Ashton-Cirillo’s dispatch is worth a close read, but I’ll highlight some important points.
Ukrainian defenses are intact
Nearly a month after the Russian army launched its first direct assaults on Chasiv Yar, an industrial city with a pre-war population of 12,000 that straddles a north-south canal a few miles west of Bakhmut, the city holds.
Not only does the city hold—its most vulnerable district, on the eastern side of the canal, also holds.
What’s most remarkable is that the unit that once garrisoned the canal district, the 67th Mechanized Brigade, was disbanded earlier this month after investigators from the defense ministry in Kyiv uncovered deep incompetence in its command staff, which has ties to a far-right political group.

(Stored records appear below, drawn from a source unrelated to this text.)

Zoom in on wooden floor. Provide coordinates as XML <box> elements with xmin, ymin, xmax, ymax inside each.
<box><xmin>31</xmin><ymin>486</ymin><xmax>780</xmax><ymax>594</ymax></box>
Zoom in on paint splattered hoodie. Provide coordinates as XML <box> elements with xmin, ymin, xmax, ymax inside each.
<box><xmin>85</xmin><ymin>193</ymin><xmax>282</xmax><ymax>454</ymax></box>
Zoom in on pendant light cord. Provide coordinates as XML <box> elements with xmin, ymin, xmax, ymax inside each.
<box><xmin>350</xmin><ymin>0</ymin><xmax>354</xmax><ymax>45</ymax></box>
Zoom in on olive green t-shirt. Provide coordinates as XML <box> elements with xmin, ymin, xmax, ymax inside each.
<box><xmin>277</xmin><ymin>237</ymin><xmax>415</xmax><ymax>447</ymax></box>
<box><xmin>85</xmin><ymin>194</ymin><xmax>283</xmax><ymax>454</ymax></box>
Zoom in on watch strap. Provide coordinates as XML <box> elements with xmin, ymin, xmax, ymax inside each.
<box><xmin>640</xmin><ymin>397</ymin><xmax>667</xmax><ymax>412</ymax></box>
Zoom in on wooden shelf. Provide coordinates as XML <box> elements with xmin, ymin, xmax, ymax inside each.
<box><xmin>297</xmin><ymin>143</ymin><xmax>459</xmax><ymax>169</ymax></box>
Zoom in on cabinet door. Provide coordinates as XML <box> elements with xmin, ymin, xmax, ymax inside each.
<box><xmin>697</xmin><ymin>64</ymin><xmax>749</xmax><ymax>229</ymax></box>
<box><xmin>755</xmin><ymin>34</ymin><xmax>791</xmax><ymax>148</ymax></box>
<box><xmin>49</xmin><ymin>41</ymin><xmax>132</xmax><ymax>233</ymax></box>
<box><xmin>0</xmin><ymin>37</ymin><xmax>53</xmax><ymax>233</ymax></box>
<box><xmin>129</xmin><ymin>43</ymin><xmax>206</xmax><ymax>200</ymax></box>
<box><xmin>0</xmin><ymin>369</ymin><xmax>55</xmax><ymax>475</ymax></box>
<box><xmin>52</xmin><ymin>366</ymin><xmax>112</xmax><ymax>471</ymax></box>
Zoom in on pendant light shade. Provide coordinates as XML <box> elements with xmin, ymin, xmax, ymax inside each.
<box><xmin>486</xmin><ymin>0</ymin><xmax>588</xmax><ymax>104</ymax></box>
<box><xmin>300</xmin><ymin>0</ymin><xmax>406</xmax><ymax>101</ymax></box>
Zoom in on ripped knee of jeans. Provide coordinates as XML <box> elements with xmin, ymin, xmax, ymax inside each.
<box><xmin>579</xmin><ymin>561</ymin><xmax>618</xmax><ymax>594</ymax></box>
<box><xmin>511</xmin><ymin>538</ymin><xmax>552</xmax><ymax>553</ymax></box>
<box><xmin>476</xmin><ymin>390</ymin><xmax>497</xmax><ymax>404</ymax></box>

Ukraine’s eastern command clearly was able to rush forces into the canal district to replace the 67th Brigade—and in time to prevent a Russian advance into the district. Ashton-Cirillo visited elements of the 56th and 41st Mechanized Brigades and 5th Assault Brigade.
Contrast this with what happened last week around Ocheretyne, west of Avdiivka. The Russians exploited the confusion resulting from a badly-managed rotation of Ukrainian troops to capture that village and open a salient that threatens Ukrainian positions in the sector.
Ukrainian warplanes are active over Chasiv Yar
“Jets flew over our position from both directions as the small but brave Ukrainian air force made its presence known,” she wrote.
This is news. We knew Russian air force planes—in particular, Sukhoi Su-25 attack jets—had been ranging over Chasiv Yar, their pilots practically taunting the Ukrainian brigades on the ground.
Fearing Ukrainian air-defenses, Russian pilots normally would keep miles away from any fortified city. But Ukraine ran low on air-defenses earlier this month—and for obvious reasons.
Ukraine gets many of its best air-defense munitions from the United States, but U.S. supplies all but ran out in late December as pro-Russia Republicans in the U.S. Congress successfully blocked legislation approving additional aid.
It’s possible the Ukrainian pilots Ashton-Cirillo observed were risking Russian air-defenses in order to stiffen the Ukrainian defenses over Chasiv Yar. It also is possible the pilots were flying attack missions in support of the city’s garrison.
Aid legislation finally passed the U.S. Congress last Tuesday. The first new aid package, which the Pentagon announced on Wednesday, includes additional Stinger air-defense missiles. Help is coming for those Ukrainian pilots flying over Chasiv Yar.
Ukrainian troops are convoying with radio-jammers
“A Humvee and a truck with a personal [electronic-warfare] defense system protruding from its roof comprised our caravan provided by a recon squad from the 41st Brigade into Chasiv Yar,” Ashton-Cirillo wrote.
Best guess is the jammer was a $50,000 Bukovel. A very effective system that has helped to suppress Russia’s drones all along the 600-mile front line.